Des journalistes français se mobilisent pour Ahmed Abba

Par Jouranlducameroun.com avec RFI - 06/01/2017

Les sociétés de journalistes français ont lancé une pétition jeudi, pour demander la libération du journaliste camerounais détenu, depuis plus d’un an, pour non-dénonciation d’actes terroristes

 

En France, la mobilisation en faveur du correspondant en langue haussa au Cameroun de Radio France internationale (RFI) s’acccroit. Détenu depuis plus d’un an, Ahmed Abba est accusé de «complicité de terrorisme» et de «non-dénonciation d’actes terroristes». On lui reproche d'avoir été en contact avec des membres de Boko Haram dans le cadre de ses investigations. Après plus de dix audiences devant la justice militaire, entravée par des vices de fomres, le fond du dossier n'a jamais été abordé.

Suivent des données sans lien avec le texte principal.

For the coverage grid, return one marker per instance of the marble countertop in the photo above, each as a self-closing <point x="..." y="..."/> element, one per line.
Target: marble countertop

Cette semaine, le procès a été de nouveau reporté. Pour protester, des journalistes de plus de quinze grands médias français ont lancé une pétition jeudi, 05 janvier, 2017.

Les sociétés de journalistes (SDJ) constituée entre autres de l'Agence France-presse, du journal Le Monde, de Libération, d'Alternatives économiques, mais aussi de Radio France ou encore de France 2 et iTélé réclament la libération d'Ahmed Abba, comme l'explique François Pitrel de BFMTV : «Il est complètement anormal aujourd’hui d’être mis sous les verrous parce qu’on n’a pas divulgué quelque chose aux services de police de son pays. On n’est pas des auxiliaires de police, nous, les journalistes. On n’enferme pas un journaliste parce qu’il a pris contact avec des gens qui sont des terroristes ou qui sont suspectés de faire des choses contre la loi.»

 

© Droits réservés
Ahmed Abba
Pour tous les journalistes français qui ont signé la pétition, les accusations contre Ahmed Abba ne tiennent pas. Marie-Bénédicte Allaire, de la radio RTL, dit qu'il «faut lutter contre le terrorisme bien évidemment. Nous en sommes bien conscients. Mais cette lutte contre le terrorisme ne peut pas passer par les tentatives de freiner le travail de vérité des journalistes. Et ce travail, il doit pouvoir se faire.»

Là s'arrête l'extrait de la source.